Darwin’s theory of natural selection changed the source of creative agency from a Creator who engineered internal mechanisms to the environment that reshaped an organism externally (aka externalism). In the new framework, the environment “instructs” a population on how to expand its variation and use it to craft novel innovations. In the process, it exerts “selection pressures” on an organism to “mold” it as passive clay. Biologists Marc Kirschner and John Gerhard explain (here, here):

He accepted the view that the environment directly instructs the organism how to vary, and he proposed a mechanism for inheriting those changes.

THE PLAUSIBILITY OF LIFE: RESOLVING DARWIN’S DILEMMA, P. 3

The organism was like modeling clay, and remolding of the clay meant that each of the billions of little grains was free to move a little bit in any direction to generate new form. … If an organism needed a wing, an opposable thumb, longer legs, webbed feet, or placental development, any of these would emerge under the proper selective conditions, with time.

THE PLAUSIBILITY OF LIFE: RESOLVING DARWIN’S DILEMMA, P. 31

The central problem with such claims is that the environment is not conscious, as depicted, e.g., in the Disney movie Pocahontas. It cannot select, mold, tinker, instruct, or perform any such actions reserved to intelligent agents. The most astute philosophers of science and biologists have called for the purging of such pseudoscientific thinking from biology. Philosopher Jerry Fodor and cognitive scientist Massimo Piattelli-Palmarini bluntly stated:

Darwin pointed the direction to a thoroughly naturalistic — indeed a thoroughly atheistic — theory of phenotype [trait] formation; but he didn’t see how to get the whole way there. He killed off God, if you like, but Mother Nature and other pseudo-agents [selection] got away scot-free. We think it’s now time to get rid of them too.

JERRY FODOR AND MASSIMO PIATTELLI-PALMARINI, WHAT DARWIN GOD WRONG, P. 163

Many have traced the confusion back to Darwin’s mistaken analogy between artificial breeding and undirected evolution. Geneticist Richard Lewontin commented:

Darwin, quite explicitly, derived this understanding of the motivating force underlying evolution from the actions of plant and animal breeders who consciously choose variant individuals with desirable properties to breed for future generations. “Natural” selection is human selection writ large. But of course, whatever “nature” may be, it is not a sentient creature with a will, and any attempt to understand the actual operation of evolutionary processes must be freed of its metaphorical baggage.

RICHARD C. LEWONTIN, “NOT SO NATURAL SELECTION,” NEW YORK TIMES BOOK REVIEW

Others have pointed out that evolutionists’ employment of the term “selection pressure” is often equally misleading and intellectually vacuous. Evolutionary biologist Robert Reid stated:

Indeed the language of neo-Darwinism is so careless that the words ‘divine plan’ can be substituted for ‘selection pressure’ in any popular work in the biological literature without the slightest disruption in the logical flow of argument.

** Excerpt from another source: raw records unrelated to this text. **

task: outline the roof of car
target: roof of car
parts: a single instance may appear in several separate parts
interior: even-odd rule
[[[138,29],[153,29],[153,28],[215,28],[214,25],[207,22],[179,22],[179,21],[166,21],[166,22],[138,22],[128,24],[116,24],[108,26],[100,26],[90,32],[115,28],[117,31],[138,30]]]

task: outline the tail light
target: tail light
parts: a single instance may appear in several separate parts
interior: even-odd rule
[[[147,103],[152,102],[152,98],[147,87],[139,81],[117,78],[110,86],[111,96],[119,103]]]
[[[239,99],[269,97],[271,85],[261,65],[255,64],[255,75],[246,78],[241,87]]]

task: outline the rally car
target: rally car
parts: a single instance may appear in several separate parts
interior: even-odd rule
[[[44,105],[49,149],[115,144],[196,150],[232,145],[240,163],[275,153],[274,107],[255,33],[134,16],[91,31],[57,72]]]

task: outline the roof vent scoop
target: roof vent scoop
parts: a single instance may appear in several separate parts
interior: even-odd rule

ROBERT G. B. REID, BIOLOGICAL EMERGENCES: EVOLUTION BY NATURAL EXPERIMENT, PP. 37-38

To fully comprehend the critique, one simply needs to imagine attempting to craft an evolutionary barometer that measures the selection pressure driving one organism to transform into something different (e.g., fish into an amphibian). The fact that no such instrument could be constructed highlights the fictitious nature of such mystical forces. 

Central Importance of Traits

Any accurate analysis of adaptation must change the focus from the environment to an organism’s traits. The environment simply represents the conditions external to an organism (e.g., chemicals present, available food, local predators). The extent to which organisms flourish or perish in those conditions depends on individuals’ traits such as their ability to degrade toxins or avoid threats. 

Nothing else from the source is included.